GRID ETF’s 34% Return Highlights the Cost of AI Power Exposure
The First Trust NASDAQ Clean Edge Smart Grid Infrastructure Index Fund has delivered strong performance driven by industrial equipment makers, though valuation concerns and sector concentration warrant caution for income-focused investors.

The First Trust NASDAQ Clean Edge Smart Grid Infrastructure Index Fund (GRID) has recorded a 34% return over the past 12 months, significantly outperforming broad utility and industrial benchmarks. The fund’s performance is underpinned by a heavy weighting in industrial equipment manufacturers and contractors, including Eaton, ABB, and Quanta Services, which are positioned to benefit from global grid modernisation and rising power demand from artificial intelligence. With an expense ratio of 0.56% and a beta of 1.26, the fund is structured as a growth vehicle rather than an income play, targeting the infrastructure layer of the energy transition.

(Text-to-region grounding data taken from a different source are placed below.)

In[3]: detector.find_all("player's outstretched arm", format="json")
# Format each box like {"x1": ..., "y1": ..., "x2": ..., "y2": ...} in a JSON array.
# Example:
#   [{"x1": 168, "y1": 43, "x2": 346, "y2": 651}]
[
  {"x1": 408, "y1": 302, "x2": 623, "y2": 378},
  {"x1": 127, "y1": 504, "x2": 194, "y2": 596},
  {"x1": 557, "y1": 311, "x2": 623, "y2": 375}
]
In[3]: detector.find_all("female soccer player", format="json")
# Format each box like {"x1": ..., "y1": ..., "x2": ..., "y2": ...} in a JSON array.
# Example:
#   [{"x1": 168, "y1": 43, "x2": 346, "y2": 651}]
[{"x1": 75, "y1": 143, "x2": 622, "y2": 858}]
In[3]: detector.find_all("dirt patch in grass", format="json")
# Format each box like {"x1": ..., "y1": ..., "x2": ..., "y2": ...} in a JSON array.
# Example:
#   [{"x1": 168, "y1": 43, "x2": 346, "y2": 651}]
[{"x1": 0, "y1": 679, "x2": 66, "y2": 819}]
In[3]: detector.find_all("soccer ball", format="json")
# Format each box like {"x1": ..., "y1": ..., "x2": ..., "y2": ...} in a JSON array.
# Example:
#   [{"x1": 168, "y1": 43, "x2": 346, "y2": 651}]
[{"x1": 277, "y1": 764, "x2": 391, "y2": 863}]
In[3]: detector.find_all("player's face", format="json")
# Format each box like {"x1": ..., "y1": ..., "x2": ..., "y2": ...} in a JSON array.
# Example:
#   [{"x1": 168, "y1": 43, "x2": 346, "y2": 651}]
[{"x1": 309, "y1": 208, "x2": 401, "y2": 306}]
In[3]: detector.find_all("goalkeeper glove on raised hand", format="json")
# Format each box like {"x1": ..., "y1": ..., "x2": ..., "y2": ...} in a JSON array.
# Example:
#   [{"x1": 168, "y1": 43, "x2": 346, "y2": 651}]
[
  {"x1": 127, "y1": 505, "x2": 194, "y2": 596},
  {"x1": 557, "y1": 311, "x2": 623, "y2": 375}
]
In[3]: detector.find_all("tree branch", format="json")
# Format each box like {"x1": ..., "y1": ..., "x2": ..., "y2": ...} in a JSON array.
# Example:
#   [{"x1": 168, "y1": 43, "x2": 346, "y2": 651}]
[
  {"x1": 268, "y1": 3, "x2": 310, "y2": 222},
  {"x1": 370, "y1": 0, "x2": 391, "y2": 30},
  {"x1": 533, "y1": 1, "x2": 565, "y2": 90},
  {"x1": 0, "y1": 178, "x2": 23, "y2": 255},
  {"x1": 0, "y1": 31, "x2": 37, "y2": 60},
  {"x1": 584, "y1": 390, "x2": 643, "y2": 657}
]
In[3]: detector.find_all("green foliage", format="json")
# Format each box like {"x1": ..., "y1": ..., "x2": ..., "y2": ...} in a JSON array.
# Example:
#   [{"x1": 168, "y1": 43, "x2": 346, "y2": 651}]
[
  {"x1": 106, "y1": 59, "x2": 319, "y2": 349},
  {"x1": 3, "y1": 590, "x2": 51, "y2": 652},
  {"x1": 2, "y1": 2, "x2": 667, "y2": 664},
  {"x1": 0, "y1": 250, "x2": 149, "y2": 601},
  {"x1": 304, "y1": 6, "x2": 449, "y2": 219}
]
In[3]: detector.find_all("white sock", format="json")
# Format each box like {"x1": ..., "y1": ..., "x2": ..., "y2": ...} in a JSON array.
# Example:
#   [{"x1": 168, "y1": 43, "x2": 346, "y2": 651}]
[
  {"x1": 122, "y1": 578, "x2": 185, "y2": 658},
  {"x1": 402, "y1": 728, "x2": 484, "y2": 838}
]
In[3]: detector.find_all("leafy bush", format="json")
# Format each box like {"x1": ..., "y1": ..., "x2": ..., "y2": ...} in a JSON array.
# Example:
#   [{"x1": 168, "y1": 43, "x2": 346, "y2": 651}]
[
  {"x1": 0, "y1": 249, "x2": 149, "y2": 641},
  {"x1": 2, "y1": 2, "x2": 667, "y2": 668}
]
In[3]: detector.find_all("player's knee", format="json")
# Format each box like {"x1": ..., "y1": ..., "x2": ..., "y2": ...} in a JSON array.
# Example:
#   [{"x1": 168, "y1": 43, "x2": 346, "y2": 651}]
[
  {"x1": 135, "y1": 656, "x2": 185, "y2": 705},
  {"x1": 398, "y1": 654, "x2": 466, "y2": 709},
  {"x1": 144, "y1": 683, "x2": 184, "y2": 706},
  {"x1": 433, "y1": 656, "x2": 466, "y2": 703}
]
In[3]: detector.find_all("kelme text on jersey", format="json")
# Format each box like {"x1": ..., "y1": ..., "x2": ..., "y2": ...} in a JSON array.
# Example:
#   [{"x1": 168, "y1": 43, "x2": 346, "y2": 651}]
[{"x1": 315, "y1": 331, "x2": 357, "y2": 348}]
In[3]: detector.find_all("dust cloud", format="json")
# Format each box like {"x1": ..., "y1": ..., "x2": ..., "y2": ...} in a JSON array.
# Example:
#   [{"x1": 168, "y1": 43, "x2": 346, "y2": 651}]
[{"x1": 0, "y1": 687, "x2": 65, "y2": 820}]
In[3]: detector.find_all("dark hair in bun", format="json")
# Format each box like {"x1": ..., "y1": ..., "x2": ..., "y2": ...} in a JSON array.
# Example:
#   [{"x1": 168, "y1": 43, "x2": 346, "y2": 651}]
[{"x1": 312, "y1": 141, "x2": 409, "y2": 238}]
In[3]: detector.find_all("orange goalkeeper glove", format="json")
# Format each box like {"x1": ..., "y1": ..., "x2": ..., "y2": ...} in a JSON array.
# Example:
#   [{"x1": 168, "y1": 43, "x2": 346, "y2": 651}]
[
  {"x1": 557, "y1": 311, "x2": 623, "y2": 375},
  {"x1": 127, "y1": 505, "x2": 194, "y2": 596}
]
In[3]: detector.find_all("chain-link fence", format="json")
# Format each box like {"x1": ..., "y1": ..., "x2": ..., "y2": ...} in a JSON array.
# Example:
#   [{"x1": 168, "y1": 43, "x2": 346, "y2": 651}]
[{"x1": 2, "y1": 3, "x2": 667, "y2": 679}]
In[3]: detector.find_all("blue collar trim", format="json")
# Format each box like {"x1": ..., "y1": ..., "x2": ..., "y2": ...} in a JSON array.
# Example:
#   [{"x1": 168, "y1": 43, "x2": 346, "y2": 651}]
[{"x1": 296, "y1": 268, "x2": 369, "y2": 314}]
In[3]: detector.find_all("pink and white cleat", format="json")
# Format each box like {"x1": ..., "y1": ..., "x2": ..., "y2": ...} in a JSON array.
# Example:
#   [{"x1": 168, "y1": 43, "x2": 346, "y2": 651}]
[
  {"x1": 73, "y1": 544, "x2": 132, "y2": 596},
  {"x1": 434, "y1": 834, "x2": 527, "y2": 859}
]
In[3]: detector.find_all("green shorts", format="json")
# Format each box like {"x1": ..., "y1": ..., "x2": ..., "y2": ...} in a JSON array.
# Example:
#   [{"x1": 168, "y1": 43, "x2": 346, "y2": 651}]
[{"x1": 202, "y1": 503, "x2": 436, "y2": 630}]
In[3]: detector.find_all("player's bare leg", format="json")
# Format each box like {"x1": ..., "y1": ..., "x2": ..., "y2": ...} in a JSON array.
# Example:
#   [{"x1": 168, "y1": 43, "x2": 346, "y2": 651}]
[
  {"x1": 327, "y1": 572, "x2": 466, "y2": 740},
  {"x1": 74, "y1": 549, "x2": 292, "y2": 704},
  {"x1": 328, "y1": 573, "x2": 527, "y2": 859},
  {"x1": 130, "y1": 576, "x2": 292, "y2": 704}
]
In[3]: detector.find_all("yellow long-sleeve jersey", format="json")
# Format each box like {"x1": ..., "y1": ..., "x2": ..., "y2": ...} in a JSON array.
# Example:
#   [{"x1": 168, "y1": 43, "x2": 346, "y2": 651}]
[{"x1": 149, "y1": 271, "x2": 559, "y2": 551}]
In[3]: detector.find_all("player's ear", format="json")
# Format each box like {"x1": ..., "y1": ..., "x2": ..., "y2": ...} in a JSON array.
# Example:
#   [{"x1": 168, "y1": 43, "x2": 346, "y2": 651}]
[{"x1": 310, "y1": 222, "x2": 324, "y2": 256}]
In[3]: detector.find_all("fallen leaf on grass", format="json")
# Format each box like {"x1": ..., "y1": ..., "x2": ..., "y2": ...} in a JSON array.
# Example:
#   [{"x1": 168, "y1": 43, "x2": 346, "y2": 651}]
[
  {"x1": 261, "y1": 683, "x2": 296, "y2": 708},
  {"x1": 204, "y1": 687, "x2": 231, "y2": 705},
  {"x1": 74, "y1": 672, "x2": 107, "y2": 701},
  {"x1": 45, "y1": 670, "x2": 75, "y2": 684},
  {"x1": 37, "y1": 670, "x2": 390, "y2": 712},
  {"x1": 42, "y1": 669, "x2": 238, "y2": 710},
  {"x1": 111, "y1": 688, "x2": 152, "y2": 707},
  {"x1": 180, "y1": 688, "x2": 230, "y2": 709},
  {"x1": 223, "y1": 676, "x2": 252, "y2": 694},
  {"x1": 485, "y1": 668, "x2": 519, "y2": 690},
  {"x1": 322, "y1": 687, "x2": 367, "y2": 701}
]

Performance has been driven largely by second-tier holdings rather than the fund’s anchor positions. Quanta Services, representing a 4% weighting, returned 73% over the past year, contributing more to the fund’s gains than its largest holdings. Eaton, the single largest position at 8%, returned approximately 15% over the same period. The portfolio is composed of 60% industrials, 18% utilities, and 16% technology, with the top ten holdings accounting for 59% of assets. This concentration means that daily movements in the fund are heavily influenced by a small number of electrical equipment and transmission operators.
The fund tracks the First Trust NASDAQ Clean Edge Smart Grid Infrastructure Index, built by Clean Edge, and holds roughly $7.65 billion in net assets as of its March filing. The index design includes semiconductor and software companies tied to grid modernisation, with NVIDIA holding a 2% position. This approach captures the technology layer of the smart grid, distinguishing it from generic infrastructure or utility ETFs that may lack exposure to European transmission operators and Asian cable manufacturers present in GRID’s portfolio.
Despite the strong returns, valuation and concentration risks remain. The portfolio’s price-to-earnings ratio stands at approximately 28, suggesting that mid-cap industrials and equipment names are not being purchased at a discount. Short interest in GRID increased by 289% month-on-month in April 2026, indicating that some sophisticated investors are questioning valuations following the recent run. Analysts note that a cyclical downturn in capital spending could impact the fund more severely than a diversified equity index due to its sector tilt.
Income seekers may find the fund’s yield unattractive, with a dividend yield of approximately 0.8% and a negative dividend growth rate of around -4.6%. Institutional interest has remained consistent, with recent filings showing new positions from Adams Wealth Management and BFI Infinity. For investors seeking targeted exposure to the electrical equipment and transmission buildout without picking individual names, the fund offers a curated basket that has delivered on its thesis, albeit at a higher cost than broad market alternatives.